Protein GRAVY
Grand Average of Hydropathy score for one or more protein sequences

Raw sequence or multi-FASTA format. Input limit: 500,000 characters. Only standard amino acid codes (A C D E F G H I K L M N P Q R S T V W Y) are counted.

💡 Quick Summary

Protein GRAVY calculates the Grand Average of Hydropathy (GRAVY) score for one or more protein sequences. Positive values indicate hydrophobic proteins (typical of membrane proteins); negative values indicate hydrophilic proteins (typical of soluble cytoplasmic proteins).

📋 How to Use
  1. Paste one or more protein sequences (raw or FASTA) into the text area. Multiple sequences each need their own FASTA title line.
  2. Click Submit. Results appear in a table showing each sequence name, length, and GRAVY score.
  3. Click Load Example to analyse three sample protein sequences.
  4. Use Copy All to copy the tabular results to your clipboard.
🧮 Formulas & Logic
GRAVY
GRAVY = (Σ hydropathy values for all residues) / sequence length (Kyte & Doolittle, 1982)
📊 Result Interpretation
Positive GRAVY

The protein is predominantly hydrophobic. Values > 0 are common in integral membrane proteins and transmembrane helices.

Negative GRAVY

The protein is predominantly hydrophilic. Values < 0 are common in soluble, cytoplasmic proteins.

Near zero GRAVY

The protein has a roughly balanced hydrophobic/hydrophilic character.

🔬 Applications
  • Quickly screening protein sequences for potential membrane association
  • Comparing hydrophobicity across a panel of protein variants
  • Verifying that a recombinant protein of interest has expected hydrophobic character
  • Teaching hydropathy analysis concepts in biochemistry courses
⚠️ Common Mistakes & Warnings
Non-standard residues are ignored

Only the 20 standard amino acid single-letter codes (A C D E F G H I K L M N P Q R S T V W Y) are counted. All other characters are stripped before calculation.

GRAVY is a bulk average

GRAVY does not indicate whether a protein is membrane-spanning; a positive average can result from a hydrophobic core in a soluble protein. Use in conjunction with secondary structure or transmembrane predictions.
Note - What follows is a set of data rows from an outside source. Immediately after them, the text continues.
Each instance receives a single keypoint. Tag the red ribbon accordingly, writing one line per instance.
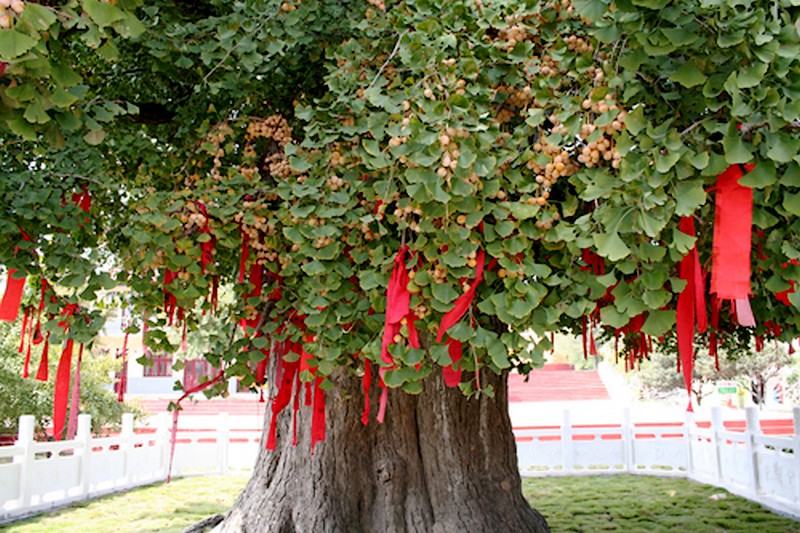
(122, 385)
(366, 384)
(451, 374)
(170, 302)
(730, 271)
(12, 298)
(42, 371)
(783, 296)
(691, 307)
(62, 390)
(289, 371)
(75, 396)
(398, 303)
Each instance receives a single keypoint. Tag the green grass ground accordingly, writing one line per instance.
(571, 504)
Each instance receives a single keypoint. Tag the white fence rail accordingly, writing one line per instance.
(36, 476)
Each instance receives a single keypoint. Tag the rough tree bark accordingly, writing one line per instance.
(440, 463)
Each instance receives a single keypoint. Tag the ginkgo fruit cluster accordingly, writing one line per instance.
(9, 10)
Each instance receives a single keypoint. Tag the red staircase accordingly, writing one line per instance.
(556, 383)
(552, 383)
❓ Frequently Asked Questions

What is a "good" or "bad" GRAVY score?
There is no single threshold, but as a rough guide: integral membrane proteins typically have GRAVY values above +0.5; most soluble cytoplasmic proteins fall between −0.5 and −2.0. Values near zero suggest amphipathic character.
Why are some residues ignored?
Characters other than the 20 standard amino acid codes (gaps, stop codons *, ambiguous codes B/Z/X, etc.) are removed before calculation because Kyte & Doolittle (1982) only defined hydropathy values for the standard 20 amino acids.
Can I analyse multiple sequences at once?
Yes. Paste sequences in multi-FASTA format — each sequence must start with a line beginning with ">". If no FASTA header is present, the entire input is treated as one sequence.